TL;DR

MLOps & AI Infrastructure Technical Referent (AI Engineering): Defining and evolving the ML platform architecture and enabling Data Science and AI teams to deploy models and AI-powered services to production reliably. Focus on AI-assisted operations, governance, security, and compliance within the ML/AI infrastructure.
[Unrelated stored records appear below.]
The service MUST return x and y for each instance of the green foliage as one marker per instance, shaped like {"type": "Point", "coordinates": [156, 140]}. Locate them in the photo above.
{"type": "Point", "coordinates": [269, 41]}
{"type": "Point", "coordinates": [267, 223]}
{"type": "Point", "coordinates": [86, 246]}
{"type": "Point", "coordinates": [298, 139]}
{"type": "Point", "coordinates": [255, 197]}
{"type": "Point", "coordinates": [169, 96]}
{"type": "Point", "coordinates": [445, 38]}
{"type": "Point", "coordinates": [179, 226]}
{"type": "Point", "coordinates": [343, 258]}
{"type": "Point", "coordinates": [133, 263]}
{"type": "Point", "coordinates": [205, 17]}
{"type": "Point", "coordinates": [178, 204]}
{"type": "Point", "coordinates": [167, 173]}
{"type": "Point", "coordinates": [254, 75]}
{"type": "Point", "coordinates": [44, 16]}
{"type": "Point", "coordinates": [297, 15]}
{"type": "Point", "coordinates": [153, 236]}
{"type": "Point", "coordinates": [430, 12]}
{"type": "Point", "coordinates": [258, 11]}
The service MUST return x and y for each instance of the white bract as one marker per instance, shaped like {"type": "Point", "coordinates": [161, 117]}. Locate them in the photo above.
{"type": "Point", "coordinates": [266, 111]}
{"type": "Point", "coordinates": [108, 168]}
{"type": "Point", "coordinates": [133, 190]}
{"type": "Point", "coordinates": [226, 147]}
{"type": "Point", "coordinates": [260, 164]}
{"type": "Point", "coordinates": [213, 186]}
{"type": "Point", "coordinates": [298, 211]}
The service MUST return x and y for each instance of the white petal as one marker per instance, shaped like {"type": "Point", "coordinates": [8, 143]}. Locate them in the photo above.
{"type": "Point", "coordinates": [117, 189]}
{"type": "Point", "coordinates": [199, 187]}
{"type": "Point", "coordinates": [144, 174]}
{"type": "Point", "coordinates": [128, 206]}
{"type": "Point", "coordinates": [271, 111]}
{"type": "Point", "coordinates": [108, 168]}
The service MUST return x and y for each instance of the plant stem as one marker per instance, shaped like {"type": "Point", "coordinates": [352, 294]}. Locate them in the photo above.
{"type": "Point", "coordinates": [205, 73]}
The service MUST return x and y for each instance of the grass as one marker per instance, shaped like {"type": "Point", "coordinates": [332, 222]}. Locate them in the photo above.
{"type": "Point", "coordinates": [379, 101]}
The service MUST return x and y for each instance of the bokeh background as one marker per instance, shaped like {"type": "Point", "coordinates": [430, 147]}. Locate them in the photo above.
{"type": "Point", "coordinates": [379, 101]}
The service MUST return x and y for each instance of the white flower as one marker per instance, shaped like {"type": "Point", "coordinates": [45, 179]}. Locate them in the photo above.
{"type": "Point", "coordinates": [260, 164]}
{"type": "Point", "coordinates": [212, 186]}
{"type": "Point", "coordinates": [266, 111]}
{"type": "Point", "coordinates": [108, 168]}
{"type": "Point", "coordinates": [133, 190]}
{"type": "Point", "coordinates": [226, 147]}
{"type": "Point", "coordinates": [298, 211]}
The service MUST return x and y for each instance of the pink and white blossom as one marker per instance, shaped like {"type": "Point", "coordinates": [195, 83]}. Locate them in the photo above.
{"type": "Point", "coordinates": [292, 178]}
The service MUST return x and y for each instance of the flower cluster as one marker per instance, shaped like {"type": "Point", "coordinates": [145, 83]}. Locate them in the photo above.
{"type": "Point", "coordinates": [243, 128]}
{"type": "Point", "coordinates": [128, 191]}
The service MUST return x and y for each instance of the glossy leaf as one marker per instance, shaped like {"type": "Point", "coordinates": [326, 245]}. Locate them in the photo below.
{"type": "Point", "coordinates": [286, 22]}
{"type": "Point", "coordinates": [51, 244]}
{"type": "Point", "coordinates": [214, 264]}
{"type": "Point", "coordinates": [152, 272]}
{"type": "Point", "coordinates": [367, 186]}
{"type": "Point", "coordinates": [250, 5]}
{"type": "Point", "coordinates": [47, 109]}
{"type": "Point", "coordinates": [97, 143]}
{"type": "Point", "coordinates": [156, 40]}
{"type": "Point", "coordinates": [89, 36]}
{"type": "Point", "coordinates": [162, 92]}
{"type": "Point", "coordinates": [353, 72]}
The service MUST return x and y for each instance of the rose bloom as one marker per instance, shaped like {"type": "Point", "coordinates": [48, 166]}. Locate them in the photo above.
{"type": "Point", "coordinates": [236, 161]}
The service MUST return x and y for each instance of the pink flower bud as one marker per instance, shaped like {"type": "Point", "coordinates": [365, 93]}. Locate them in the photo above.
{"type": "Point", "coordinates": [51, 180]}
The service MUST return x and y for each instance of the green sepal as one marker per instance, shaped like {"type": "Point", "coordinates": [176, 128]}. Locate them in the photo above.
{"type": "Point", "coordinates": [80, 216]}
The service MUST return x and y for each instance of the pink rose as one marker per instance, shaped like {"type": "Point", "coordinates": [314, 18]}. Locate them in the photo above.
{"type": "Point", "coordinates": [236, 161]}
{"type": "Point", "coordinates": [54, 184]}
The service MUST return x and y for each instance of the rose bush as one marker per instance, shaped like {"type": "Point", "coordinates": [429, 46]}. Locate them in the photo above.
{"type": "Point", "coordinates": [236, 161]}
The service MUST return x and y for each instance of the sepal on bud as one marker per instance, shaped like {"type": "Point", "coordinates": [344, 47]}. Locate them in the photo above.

Location: Madrid / Barcelona

Company

dLocal enables global companies to collect payments in 40 emerging markets, increasing conversion rates and simplifying payment expansion.

What you will do

  • Define and evolve the end-to-end ML platform architecture, covering data, training, registry, serving, monitoring, and governance.
  • Design standard patterns for reproducible training pipelines, model packaging, versioning, and safe rollout strategies.
  • Act as the go-to person for complex MLOps questions and review designs for new models and data pipelines.
  • Define infrastructure and tooling for AI-assisted operations in MLOps, such as feature platform operations and operational flows in fraud/anomaly detection.
  • Set and maintain technical standards for model and data access control, PII handling, and auditability.
  • Mentor MLOps and Data/ML engineers on system design, reliability, and observability.

Requirements

  • Solid experience owning or designing MLOps platforms or ML infrastructure used by multiple teams.
  • Strong background in distributed systems and data/stream processing (e.g. Spark, Flink).
  • Experience building production-grade ML pipelines, including experiment tracking, CI/CD for models, and online/batch inference at scale.
  • Familiarity with cloud-based ML platforms (e.g. Databricks, SageMaker, Vertex AI) and container-based deployments.
  • Strong understanding of observability for ML systems, including metrics, logs, traces, and data/model drift checks.
  • Ability to communicate clearly with both technical and non-technical stakeholders.

Nice to have

  • Experience rolling out AI assistants inside engineering organizations, including policies and best practices.
  • Exposure to LLM and AI infrastructure.
  • Prior responsibilities as Technical Referent / Tech Lead / Architect for platforms or shared services.
  • Contributions to internal standards, RFCs, guilds or tech communities.

Culture & Benefits

  • Flexible schedules and a focus on performance and impact.
  • Work in a dynamic Fintech environment with opportunities to build and boost creativity.
  • Access to a Premium Coursera subscription for learning and development.
  • Free English, Spanish, or Portuguese classes.
  • Monthly social budget for team activities.
  • Opportunity to rent a dLocal House to spend a week co-working with your team anywhere in the world.

Hiring process

  • The Talent Acquisition team is invested in creating the best candidate experience possible.
  • CVs will be reviewed and candidates will be kept posted by email at every step of the process.